Au XXᵉ siècle, la France a vu naître une tradition satirique particulièrement forte, incarnée par des figures emblématiques telles que François Cavanna et le professeur Choron, fondateurs en 1960 du journal provocateur Hara-Kiri, qui allait donner naissance à Charlie Hebdo après son interdiction en 1970 (Frémion, 2020). Des humoristes comme Coluche ou Pierre Desproges ont exploré plus loin encore les frontières de l’acceptable, posant explicitement la question du « droit à rire de tout » (Desproges, 1982). C’est précisément Desproges qui popularisa l’idée devenue célèbre que « l’on peut rire de tout, mais pas avec tout le monde », soulignant dès lors que le rire dépend autant du contexte que de l’audience à laquelle il s’adresse (Desproges, 1982).

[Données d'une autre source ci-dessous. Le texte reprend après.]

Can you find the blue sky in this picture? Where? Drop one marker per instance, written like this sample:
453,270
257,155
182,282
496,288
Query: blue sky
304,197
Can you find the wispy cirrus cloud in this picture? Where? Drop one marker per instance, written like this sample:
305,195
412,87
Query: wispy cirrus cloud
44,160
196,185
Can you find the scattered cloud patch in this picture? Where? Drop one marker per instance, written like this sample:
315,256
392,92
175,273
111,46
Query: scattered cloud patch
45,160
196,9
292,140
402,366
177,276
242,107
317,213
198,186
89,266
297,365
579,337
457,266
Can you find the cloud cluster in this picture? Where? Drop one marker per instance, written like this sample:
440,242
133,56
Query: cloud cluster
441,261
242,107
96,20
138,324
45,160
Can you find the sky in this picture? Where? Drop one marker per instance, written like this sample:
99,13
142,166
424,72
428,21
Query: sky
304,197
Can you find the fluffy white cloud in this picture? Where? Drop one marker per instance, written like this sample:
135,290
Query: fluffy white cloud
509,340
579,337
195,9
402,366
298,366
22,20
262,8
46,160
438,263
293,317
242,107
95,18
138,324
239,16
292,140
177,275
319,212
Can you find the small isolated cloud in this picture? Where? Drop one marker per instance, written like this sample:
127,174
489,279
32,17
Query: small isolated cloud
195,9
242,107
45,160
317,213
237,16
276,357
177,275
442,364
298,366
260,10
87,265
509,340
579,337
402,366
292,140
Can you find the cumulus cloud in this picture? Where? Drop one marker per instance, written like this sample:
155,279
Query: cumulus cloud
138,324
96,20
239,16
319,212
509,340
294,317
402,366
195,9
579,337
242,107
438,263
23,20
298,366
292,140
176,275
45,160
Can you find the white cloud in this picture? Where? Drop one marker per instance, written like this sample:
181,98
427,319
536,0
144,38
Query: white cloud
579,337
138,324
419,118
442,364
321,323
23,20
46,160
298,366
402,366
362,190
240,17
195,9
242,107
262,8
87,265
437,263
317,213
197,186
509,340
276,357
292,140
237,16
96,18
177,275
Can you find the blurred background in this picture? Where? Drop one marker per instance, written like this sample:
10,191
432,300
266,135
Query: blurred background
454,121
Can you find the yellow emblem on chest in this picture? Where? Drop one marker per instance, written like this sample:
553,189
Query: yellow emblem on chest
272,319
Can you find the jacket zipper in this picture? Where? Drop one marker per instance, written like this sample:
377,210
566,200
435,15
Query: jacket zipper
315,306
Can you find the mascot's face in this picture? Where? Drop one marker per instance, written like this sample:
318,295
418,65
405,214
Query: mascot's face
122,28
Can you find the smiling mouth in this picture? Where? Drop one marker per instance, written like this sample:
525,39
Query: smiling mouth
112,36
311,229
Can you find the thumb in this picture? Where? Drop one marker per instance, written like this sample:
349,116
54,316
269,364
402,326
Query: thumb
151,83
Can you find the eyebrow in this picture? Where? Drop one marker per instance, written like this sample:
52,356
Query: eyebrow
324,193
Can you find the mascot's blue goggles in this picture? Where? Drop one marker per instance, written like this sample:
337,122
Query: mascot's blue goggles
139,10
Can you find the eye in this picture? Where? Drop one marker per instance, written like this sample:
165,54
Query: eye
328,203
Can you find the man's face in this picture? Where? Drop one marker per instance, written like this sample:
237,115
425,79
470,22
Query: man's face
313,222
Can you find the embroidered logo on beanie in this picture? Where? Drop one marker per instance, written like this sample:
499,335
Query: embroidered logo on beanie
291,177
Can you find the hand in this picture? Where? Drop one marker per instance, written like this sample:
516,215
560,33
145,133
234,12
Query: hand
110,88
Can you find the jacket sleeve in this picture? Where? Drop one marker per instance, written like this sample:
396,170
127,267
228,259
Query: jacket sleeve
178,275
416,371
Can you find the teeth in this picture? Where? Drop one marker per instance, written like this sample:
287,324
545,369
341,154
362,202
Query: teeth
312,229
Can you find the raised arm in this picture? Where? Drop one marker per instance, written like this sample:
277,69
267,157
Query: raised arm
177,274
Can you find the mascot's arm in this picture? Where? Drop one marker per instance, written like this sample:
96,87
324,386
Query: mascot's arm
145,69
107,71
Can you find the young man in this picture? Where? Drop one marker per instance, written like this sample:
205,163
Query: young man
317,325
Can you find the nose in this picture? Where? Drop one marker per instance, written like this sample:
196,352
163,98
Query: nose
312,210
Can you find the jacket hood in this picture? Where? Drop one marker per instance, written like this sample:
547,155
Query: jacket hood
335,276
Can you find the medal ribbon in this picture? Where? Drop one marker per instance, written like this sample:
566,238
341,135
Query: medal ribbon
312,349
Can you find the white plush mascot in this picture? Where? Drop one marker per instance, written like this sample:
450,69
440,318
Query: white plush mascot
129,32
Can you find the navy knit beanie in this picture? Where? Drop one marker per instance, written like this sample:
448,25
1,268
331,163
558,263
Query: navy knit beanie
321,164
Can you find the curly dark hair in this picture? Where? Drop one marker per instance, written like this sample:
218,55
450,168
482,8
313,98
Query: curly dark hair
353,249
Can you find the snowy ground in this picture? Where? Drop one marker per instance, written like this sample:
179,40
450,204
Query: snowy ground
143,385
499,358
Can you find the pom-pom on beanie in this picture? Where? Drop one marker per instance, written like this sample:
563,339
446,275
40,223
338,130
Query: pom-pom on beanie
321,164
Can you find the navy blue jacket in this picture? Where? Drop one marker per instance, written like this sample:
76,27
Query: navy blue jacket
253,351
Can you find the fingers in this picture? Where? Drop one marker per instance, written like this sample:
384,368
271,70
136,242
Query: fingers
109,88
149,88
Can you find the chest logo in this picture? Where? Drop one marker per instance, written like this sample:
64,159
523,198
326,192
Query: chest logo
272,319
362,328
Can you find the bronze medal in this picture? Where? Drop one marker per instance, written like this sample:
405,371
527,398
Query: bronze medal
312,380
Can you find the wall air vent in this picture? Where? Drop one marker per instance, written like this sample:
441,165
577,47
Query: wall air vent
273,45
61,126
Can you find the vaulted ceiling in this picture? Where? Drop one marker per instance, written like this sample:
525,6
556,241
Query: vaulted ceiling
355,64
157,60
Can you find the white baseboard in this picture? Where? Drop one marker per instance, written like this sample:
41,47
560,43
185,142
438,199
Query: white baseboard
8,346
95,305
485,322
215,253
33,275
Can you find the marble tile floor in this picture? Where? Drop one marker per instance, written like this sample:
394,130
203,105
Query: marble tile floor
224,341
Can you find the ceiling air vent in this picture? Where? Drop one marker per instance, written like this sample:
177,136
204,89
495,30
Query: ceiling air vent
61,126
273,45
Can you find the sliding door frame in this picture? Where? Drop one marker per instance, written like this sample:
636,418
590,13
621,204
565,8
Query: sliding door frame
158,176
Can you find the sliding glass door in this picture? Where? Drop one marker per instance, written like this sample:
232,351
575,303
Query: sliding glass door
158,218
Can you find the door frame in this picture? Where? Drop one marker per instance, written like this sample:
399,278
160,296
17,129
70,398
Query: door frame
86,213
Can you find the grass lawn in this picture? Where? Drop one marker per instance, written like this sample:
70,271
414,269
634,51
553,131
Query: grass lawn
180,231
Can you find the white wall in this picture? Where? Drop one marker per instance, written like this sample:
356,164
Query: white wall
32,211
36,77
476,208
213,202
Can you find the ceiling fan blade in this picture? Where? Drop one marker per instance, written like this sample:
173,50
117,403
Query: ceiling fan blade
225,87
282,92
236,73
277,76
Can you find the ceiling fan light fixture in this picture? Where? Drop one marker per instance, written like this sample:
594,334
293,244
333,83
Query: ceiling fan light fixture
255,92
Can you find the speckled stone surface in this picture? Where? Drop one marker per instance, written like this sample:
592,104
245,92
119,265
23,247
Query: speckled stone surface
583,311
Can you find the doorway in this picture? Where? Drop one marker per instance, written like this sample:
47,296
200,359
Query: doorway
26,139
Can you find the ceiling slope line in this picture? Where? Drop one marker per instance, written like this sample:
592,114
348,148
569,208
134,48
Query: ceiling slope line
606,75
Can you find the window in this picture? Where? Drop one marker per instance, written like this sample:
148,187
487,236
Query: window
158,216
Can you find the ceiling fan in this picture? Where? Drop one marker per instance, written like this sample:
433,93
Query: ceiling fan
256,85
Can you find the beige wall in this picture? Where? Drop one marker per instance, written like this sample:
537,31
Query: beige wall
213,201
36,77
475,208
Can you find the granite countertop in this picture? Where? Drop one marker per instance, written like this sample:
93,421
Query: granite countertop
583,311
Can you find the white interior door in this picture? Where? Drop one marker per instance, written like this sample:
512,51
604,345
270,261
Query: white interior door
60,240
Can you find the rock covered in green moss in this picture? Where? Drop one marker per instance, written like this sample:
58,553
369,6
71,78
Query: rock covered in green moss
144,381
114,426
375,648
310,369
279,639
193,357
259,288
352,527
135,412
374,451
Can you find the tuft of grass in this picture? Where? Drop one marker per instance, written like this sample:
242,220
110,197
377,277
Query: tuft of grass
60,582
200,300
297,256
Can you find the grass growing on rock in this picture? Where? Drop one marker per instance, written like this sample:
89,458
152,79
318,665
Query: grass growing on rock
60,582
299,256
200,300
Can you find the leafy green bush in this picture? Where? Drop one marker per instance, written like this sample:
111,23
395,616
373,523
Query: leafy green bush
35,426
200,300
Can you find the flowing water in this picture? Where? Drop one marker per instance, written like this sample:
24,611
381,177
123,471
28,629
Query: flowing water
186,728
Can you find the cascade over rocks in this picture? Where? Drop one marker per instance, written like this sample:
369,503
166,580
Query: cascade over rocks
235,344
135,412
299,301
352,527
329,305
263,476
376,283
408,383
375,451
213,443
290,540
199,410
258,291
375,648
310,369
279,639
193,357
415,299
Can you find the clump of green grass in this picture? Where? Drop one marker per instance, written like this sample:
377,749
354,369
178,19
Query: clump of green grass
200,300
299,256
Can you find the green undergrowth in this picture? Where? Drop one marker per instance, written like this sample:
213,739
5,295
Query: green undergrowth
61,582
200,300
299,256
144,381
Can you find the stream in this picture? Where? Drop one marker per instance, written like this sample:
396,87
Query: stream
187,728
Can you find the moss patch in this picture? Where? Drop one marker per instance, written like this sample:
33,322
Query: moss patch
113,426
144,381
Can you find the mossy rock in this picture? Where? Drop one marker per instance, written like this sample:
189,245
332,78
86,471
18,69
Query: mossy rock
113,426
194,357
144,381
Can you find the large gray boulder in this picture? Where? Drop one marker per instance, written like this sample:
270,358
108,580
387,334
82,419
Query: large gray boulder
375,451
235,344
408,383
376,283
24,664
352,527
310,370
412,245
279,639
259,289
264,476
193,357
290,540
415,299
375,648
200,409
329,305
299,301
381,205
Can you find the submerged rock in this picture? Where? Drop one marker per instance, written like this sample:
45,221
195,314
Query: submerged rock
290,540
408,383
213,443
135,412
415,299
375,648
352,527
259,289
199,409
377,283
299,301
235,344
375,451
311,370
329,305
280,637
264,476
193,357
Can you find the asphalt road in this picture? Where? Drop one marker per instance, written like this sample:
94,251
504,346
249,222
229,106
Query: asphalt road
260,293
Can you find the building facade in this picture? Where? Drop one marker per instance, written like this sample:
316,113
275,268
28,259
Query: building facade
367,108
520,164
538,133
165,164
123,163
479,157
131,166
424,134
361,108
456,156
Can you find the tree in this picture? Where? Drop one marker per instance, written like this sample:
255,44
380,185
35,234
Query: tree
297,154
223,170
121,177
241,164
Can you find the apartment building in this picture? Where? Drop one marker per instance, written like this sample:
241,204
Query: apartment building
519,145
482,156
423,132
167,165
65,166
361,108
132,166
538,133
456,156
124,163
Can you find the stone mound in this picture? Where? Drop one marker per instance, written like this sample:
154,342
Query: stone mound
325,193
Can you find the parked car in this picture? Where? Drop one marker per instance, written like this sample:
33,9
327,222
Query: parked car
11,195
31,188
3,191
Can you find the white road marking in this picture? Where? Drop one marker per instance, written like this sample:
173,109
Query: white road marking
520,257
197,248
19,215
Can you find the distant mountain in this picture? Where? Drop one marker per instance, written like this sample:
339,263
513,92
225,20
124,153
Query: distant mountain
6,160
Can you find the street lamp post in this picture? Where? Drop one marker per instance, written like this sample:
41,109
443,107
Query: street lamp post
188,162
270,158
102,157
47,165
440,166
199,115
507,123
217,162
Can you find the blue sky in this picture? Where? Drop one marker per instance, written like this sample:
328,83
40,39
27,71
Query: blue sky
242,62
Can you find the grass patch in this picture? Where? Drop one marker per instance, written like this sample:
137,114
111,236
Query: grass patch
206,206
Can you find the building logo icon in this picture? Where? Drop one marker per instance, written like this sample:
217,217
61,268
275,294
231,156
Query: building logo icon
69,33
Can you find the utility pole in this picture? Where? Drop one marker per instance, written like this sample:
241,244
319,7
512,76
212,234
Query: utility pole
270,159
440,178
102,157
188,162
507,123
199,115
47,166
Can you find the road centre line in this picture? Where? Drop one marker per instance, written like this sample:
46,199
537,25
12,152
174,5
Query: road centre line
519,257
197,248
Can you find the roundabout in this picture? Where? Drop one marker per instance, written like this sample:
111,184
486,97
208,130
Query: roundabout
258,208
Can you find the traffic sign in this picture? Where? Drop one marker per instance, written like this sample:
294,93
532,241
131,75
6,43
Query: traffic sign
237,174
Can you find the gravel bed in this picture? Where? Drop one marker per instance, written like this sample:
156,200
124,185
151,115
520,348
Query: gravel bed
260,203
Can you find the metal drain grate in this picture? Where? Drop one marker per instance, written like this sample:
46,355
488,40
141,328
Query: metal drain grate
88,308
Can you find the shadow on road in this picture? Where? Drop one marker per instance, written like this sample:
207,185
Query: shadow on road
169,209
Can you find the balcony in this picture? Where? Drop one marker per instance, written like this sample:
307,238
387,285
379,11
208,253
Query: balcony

Le début du XXIᵉ siècle a fait apparaître des tensions nouvelles. La mondialisation du débat public, amplifiée par internet et les réseaux sociaux, a rendu certaines satires locales susceptibles de provoquer des crises internationales, comme ce fut le cas avec les caricatures danoises de Muhammad (ﷺ) publiées initialement en 2005, entraînant de violentes réactions à travers le monde (John, 2017). En France, l’attentat meurtrier contre Charlie Hebdo en janvier 2015, perpétré en réaction à la republication de ces caricatures, a été un point de bascule dramatique dans la prise de conscience collective des risques liés à la satire (Frémion, 2020). Il a également mis en lumière une fracture sociétale sur ce qu’il est légitime ou non de caricaturer, débat ravivé à chaque nouvelle polémique concernant l’humour ou la liberté d’expression (Gazalé, 2021).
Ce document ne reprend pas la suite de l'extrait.